The workflow of our identification model can be adapted to include new datasets in our reference by the following process:
-
Obtain well annotated kidney cell dataset in a Seurat Object, placing the original cell type labels in a metadata column named ‘Original_Cell_Types’, and the study the data is from in a metadata column named ‘Study’. Ideally, the new data will also have information for the other metadata columns (If you are reading this, I will assume you either know how to check the metadata of a Seurat object and add your own or will understand the process after this linked tutorial.
-
Merge new data with the existing data using a workflow similar to the CreationOfMergedObject.ipynb
-
Plot a heatmap of the correlations of the new annotation labels along with the existing ones in a workflow similar to the correlational heatmap creation in figures.md. This will show whether the new cell labels should be included in an existing category or are part of an entirely new one. We assigned our annotations to categories based on both the correlations between cell types and the descriptions of the cells inside. In our workflow, any added cells must undergo this same manual assignment process.
-
Run IntegrateAll.R and QualityControl.py. These will not be affected by new data.
-
Now, in IntegrateSome.R, there is a variable called ‘iterator’ at line 14. The name of the new dataset needs to be added, as this will be the name of the train-test split object produced in which the new data is the testing dataset.
Additionally, there is a for loop that currently runs 1:5 at line 26, this needs to be changed to run for the new appropriate number of datasets.
-
In PerformanceTesting.py, the variable ‘withoutnames’ needs to be updated with the appropriate names for testing dataset iterations.
Next, the original labels from the new dataset need to be assigned to a the appropriate Leveled_Names in the rename() function found in lines 34-84.
Then, update the iterator in lines 115 & 116 to an appropriate number to include the new data. You will also need to add a list to the nested list of lists in this cell.

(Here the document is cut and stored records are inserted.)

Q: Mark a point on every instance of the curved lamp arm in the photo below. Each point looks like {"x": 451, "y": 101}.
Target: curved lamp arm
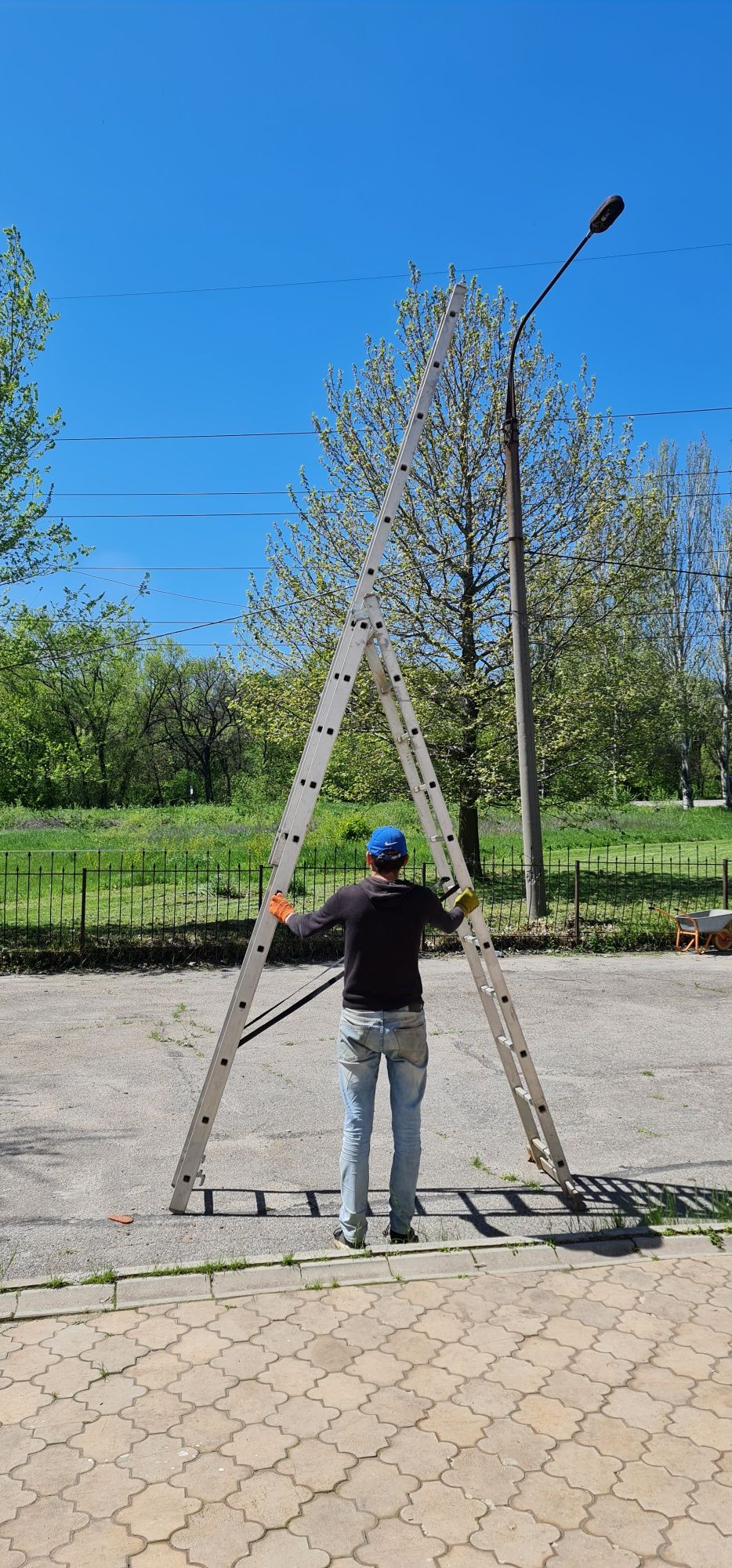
{"x": 600, "y": 222}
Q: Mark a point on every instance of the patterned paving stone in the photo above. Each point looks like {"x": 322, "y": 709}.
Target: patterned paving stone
{"x": 109, "y": 1396}
{"x": 159, "y": 1457}
{"x": 106, "y": 1439}
{"x": 245, "y": 1360}
{"x": 316, "y": 1465}
{"x": 712, "y": 1504}
{"x": 330, "y": 1354}
{"x": 454, "y": 1425}
{"x": 397, "y": 1406}
{"x": 625, "y": 1523}
{"x": 205, "y": 1429}
{"x": 549, "y": 1417}
{"x": 679, "y": 1456}
{"x": 16, "y": 1446}
{"x": 269, "y": 1498}
{"x": 101, "y": 1542}
{"x": 54, "y": 1468}
{"x": 444, "y": 1511}
{"x": 584, "y": 1467}
{"x": 159, "y": 1511}
{"x": 518, "y": 1443}
{"x": 574, "y": 1418}
{"x": 516, "y": 1539}
{"x": 394, "y": 1544}
{"x": 379, "y": 1489}
{"x": 333, "y": 1523}
{"x": 654, "y": 1489}
{"x": 361, "y": 1436}
{"x": 281, "y": 1550}
{"x": 553, "y": 1500}
{"x": 158, "y": 1370}
{"x": 703, "y": 1428}
{"x": 21, "y": 1401}
{"x": 259, "y": 1446}
{"x": 13, "y": 1497}
{"x": 579, "y": 1550}
{"x": 103, "y": 1490}
{"x": 253, "y": 1401}
{"x": 156, "y": 1410}
{"x": 303, "y": 1418}
{"x": 217, "y": 1537}
{"x": 46, "y": 1525}
{"x": 485, "y": 1476}
{"x": 161, "y": 1555}
{"x": 201, "y": 1385}
{"x": 695, "y": 1545}
{"x": 419, "y": 1454}
{"x": 294, "y": 1377}
{"x": 211, "y": 1478}
{"x": 115, "y": 1352}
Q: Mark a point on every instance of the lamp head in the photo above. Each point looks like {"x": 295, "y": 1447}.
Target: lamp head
{"x": 606, "y": 214}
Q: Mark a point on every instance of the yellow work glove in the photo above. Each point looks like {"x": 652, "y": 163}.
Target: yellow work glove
{"x": 280, "y": 907}
{"x": 468, "y": 901}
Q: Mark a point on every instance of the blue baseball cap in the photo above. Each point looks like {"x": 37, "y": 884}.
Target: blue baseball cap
{"x": 388, "y": 844}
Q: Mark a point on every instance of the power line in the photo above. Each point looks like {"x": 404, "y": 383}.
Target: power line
{"x": 217, "y": 435}
{"x": 379, "y": 278}
{"x": 170, "y": 593}
{"x": 173, "y": 517}
{"x": 256, "y": 435}
{"x": 332, "y": 512}
{"x": 200, "y": 493}
{"x": 679, "y": 473}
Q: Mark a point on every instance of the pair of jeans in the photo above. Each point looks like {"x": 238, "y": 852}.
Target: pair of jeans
{"x": 364, "y": 1039}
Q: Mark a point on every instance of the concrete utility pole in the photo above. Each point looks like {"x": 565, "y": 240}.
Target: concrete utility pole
{"x": 531, "y": 815}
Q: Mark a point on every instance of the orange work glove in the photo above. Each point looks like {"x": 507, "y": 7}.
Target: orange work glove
{"x": 280, "y": 907}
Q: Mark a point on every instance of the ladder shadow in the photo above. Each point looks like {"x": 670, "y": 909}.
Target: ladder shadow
{"x": 612, "y": 1202}
{"x": 479, "y": 1208}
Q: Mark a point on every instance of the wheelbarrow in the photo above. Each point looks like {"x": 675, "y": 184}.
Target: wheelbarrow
{"x": 700, "y": 929}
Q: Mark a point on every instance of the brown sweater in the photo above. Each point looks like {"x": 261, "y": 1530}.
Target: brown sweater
{"x": 383, "y": 932}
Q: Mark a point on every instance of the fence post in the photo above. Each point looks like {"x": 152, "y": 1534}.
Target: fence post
{"x": 82, "y": 920}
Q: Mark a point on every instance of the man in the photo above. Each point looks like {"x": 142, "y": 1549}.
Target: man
{"x": 383, "y": 1017}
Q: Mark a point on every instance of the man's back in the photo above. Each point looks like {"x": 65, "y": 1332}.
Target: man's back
{"x": 383, "y": 931}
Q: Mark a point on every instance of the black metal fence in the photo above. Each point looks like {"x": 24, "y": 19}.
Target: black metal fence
{"x": 103, "y": 909}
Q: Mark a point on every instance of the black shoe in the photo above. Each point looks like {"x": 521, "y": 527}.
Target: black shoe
{"x": 397, "y": 1240}
{"x": 346, "y": 1246}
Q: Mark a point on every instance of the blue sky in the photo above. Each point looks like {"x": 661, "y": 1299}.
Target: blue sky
{"x": 200, "y": 147}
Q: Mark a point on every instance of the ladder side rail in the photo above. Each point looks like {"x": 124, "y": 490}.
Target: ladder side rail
{"x": 390, "y": 507}
{"x": 261, "y": 938}
{"x": 446, "y": 871}
{"x": 510, "y": 1028}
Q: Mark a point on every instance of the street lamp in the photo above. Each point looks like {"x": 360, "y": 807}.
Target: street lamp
{"x": 531, "y": 816}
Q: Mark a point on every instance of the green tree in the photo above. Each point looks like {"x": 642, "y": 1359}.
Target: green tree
{"x": 78, "y": 703}
{"x": 27, "y": 545}
{"x": 198, "y": 719}
{"x": 684, "y": 501}
{"x": 444, "y": 584}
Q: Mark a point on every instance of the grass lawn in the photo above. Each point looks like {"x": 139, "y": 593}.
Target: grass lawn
{"x": 582, "y": 830}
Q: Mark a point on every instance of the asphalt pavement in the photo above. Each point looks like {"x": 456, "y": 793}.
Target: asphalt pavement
{"x": 103, "y": 1073}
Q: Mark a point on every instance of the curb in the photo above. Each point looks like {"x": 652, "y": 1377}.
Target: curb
{"x": 132, "y": 1288}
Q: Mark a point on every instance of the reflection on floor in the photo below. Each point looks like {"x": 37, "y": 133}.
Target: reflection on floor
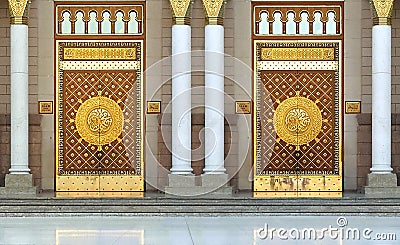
{"x": 201, "y": 230}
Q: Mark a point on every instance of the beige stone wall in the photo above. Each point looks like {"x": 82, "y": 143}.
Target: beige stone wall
{"x": 366, "y": 34}
{"x": 352, "y": 88}
{"x": 357, "y": 83}
{"x": 45, "y": 62}
{"x": 197, "y": 24}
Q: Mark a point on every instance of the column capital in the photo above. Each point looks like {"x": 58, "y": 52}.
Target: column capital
{"x": 381, "y": 11}
{"x": 214, "y": 11}
{"x": 19, "y": 11}
{"x": 181, "y": 11}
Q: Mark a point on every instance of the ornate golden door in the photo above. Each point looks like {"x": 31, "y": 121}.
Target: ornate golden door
{"x": 99, "y": 115}
{"x": 297, "y": 91}
{"x": 298, "y": 119}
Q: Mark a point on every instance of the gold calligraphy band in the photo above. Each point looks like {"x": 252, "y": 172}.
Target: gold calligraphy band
{"x": 181, "y": 20}
{"x": 19, "y": 20}
{"x": 215, "y": 21}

Next, add a list to the nested list of lists in line 175
Then, add your new dataset Study label to the df.columns in line 193
Next, add a list to the nested lists in line 223
Then, update the range at line 242
Next, add your study to ‘datasetlist’ at line 269
-
Finally, create the new reference. Take the final seurat object from IntegrateAll.R, and remove the cells identified in SVM Outlier Detection. An example of this can be found in lines 7-17 of IntegrateSome.R
-
This is now your new reference object, which can be used in place of the ref.RDS downloaded from Zenodo in our Colab Annotation workflow!